Le launeddas in Sardegna sono il simbolo di una cultura musicale millenaria. Uno strumento antico che riporta la nostra memoria indietro nel tempo sino alla preistoria, considerazione avallata dal ritrovamento dei bronzetti di Ittiri, raffiguranti un suonatore di launeddas.  Andrea Pisu, giovane suonatore di Villaputzu, è definito da più parti un vero e proprio virtuoso dello strumento. Andrea ha fatto della sua passione per le launeddas il motore trainante di una carriera, in giro per la Sardegna e per il mondo, a raccontare in musica il valore della nostra cultura, con la convinzione che preservarla sia un nostro dovere. Premio Maria Carta nel 2005, Andrea ha suonato in tutta Italia e all’estero: da Roma a New York, tra festival nazionale in internazionali. Ha toccato ogni angolo d’Europa e ha collaborato con diversi artisti e generi musicali che vanno dal jazz, insieme ad esempio al sassofonista americano Evan Parker, al blues, alla world music.
Ma Andrea è anche un “anarchico” delle launeddas, ne sonda i mille usi, le contamina con altri generi. All’attivo i dischi da solista “Pass’e tresi” e “Oltre il confine”, nei quali intrepreta suonate antiche e temi più innovativi; alla formazione “tradizionale” (il primo approccio con lo strumento avviene sin dalla tenera età con Aurelio Porcu, il maestro di Villaputzu), Andrea ha unito uno stile personale ed innovativo, praticato con coscienza e un profondo rispetto per la tradizione e ciò che rappresenta, lontano da velleità egocentriche fini a se stesse. 
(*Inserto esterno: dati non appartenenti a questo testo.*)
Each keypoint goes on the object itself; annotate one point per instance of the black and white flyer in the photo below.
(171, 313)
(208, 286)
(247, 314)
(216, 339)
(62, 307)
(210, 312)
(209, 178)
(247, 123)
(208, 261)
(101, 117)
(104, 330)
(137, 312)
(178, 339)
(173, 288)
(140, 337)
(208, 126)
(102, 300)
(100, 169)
Come è cominciata la tua passione per le launeddas? Nel 1994 a Villaputzu la pro-loco istituì un corso e decisi di frequentarlo, spinto da una fascinazione particolare che le launeddas hanno sempre suscitato in me. I sistemi tradizionali erano incentrati sul talento, rispetto alle scuole di musica le quali sono basate su un impianto più “democratico” di insegnamento. Il maestro Aurelio Porcu, che scelsi come insegnante, volle mettermi alla prova prima di accettarmi nella sua “classe”. Quando poi fui accettato la mia fortuna fu proprio la facilità nell’assorbire i suoi insegnamenti. “Zio Aurelio” era un genio, non solamente come musicista: era un poeta e un “narratore” di aneddoti stupendi che mi pento di non aver registrato. Lavorai con il maestro per circa un anno e mezzo ma lui era già in là con l’età e non aveva più le energie per proseguire. Da quel momento il mio percorso di apprendimento può definirsi da autodidatta. Nella mia stanza ascoltavo e riproducevo le musiche dai dischi di Efisio Melis e Antonio Lara, registrazioni degli anni Trenta che rappresentano un patrimonio musicale inestimabile. Dopo circa due anni ero pronto per fare le prime esibizioni; la mia prima uscita ufficiale fu infatti a dodici anni ad Amsterdam.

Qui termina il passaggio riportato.